President Donald Trump had it right in November when he surprised supporters and critics alike by calling elephant hunting a “horror show.” He personally stopped the U.S. Fish and Wildlife Service from lifting a ban that forbids importing body parts of elephants shot for sport in Zimbabwe and Zambia.
But the turnaround came on March 1. Interior Secretary Ryan Zinke, an avid hunter, issued a letter allowing the importation of elephant trophies to be decided on a “case-by-case basis.” Lifting the ban will send the wrong signal that the United States approves of elephant slaughter and encourages illicit poaching for elephant ivory, which has led to devastating losses of the world’s largest land mammal.
When Trump left the ban in place, he was praised from across the political spectrum and particularly from conservationists who did not have much reason to expect his support. At the time, Trump’s aides said the motive was no more complicated than that the president likes elephants.
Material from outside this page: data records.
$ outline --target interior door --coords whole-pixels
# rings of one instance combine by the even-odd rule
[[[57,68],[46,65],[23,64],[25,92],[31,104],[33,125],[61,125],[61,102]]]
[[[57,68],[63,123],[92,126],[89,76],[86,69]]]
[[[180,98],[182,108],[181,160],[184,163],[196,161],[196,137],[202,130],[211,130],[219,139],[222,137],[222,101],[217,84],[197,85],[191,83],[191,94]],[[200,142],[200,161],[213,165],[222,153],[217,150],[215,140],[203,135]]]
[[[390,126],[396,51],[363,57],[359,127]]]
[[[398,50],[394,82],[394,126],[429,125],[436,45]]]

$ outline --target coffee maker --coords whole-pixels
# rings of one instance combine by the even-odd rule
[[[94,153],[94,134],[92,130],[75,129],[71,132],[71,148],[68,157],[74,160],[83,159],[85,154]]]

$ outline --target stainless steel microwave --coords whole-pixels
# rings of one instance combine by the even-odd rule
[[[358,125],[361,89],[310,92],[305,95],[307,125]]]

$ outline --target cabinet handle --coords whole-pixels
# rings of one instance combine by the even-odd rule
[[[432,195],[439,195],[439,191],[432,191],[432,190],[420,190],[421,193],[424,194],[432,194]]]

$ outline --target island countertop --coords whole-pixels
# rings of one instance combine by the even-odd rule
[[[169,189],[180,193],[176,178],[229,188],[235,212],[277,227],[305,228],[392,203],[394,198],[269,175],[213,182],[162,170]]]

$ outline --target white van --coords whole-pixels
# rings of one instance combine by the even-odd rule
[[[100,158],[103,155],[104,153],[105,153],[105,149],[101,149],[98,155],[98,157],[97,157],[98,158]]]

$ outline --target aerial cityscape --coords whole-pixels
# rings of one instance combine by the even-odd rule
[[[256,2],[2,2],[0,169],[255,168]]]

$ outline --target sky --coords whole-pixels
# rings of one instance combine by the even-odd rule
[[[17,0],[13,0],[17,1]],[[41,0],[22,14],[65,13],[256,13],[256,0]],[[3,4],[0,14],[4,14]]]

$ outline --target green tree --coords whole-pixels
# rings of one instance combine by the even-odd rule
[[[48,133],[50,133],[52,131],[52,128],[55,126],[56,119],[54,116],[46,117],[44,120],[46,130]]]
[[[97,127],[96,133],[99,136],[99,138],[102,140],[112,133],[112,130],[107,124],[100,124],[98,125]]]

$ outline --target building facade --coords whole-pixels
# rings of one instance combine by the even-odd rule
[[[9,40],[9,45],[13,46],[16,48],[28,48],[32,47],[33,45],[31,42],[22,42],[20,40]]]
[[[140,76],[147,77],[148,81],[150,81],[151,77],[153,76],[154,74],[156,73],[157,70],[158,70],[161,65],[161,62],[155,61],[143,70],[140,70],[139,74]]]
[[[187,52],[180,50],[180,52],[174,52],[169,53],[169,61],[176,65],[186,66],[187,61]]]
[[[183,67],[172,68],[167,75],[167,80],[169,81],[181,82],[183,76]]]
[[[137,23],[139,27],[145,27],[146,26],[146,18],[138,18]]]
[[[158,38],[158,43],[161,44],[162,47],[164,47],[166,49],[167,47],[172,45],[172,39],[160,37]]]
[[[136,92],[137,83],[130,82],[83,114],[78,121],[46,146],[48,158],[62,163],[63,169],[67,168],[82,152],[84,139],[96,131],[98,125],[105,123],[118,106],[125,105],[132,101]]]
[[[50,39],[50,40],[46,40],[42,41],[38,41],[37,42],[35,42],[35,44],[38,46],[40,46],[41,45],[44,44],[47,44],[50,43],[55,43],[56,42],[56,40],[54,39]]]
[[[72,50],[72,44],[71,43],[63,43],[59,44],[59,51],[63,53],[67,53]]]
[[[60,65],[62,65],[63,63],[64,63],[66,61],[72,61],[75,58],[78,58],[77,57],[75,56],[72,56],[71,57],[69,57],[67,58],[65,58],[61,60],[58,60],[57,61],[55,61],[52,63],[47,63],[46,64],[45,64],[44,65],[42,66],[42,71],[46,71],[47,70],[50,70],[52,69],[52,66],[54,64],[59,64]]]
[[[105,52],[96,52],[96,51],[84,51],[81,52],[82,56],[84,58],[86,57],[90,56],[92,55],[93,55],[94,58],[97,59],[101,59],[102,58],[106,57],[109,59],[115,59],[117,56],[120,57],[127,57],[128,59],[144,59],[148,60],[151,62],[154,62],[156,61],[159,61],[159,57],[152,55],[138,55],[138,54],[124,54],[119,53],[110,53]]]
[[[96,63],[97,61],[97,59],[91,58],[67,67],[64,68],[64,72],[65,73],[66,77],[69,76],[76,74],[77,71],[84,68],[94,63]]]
Now that he has quietly allowed the rules change, should the public think that Trump no longer loves the lumbering pachyderms? Or could his silence be related to a federal lawsuit the National Rifle Association and the hunting-advocacy group, Safari Club International, won in December?
Their suit said the Obama administration had not properly launched the lengthy rule-making process involving public comment when creating the regulation that banned the trophies. Bringing elephant body parts into the United States has nothing to do with Second Amendment rights, but since it takes a gun to kill an elephant, the NRA barged in.
The Fish and Wildlife Service directly cited the court ruling in its letter lifting the ban, saying it was withdrawing several Endangered Species Act findings dating to 1995, including protections for South African lions and bonteboks.
That makes the horror show even worse. The African elephant population has diminished from 10 million in the early 1900s to a few hundred thousand now. Zinke and other hunting supporters say fees paid by big-game hunters could help fund conservation programs.
But wildlife activists are skeptical the money will actually reach the intended support agencies. Much money has been siphoned by corrupt governments, particularly in Zimbabwe, where elephants and other big game are believed to help fund terrorist organizations.
Activists say encouraging big-game hunting threatens national security. Wayne Pacelle, former head of the Humane Society of the United States, wrote that Zimbabwe has “a venal and nefarious pay-to-slay arrangement” with the trophy hunting industry.
When Trump stood against lifting the ban in November, he tweeted that it would be very difficult for anyone to change his mind “that this horror show in any way helps conservation of elephants or any other animal.”
Trump owes the nation an explanation for his abrupt about-face.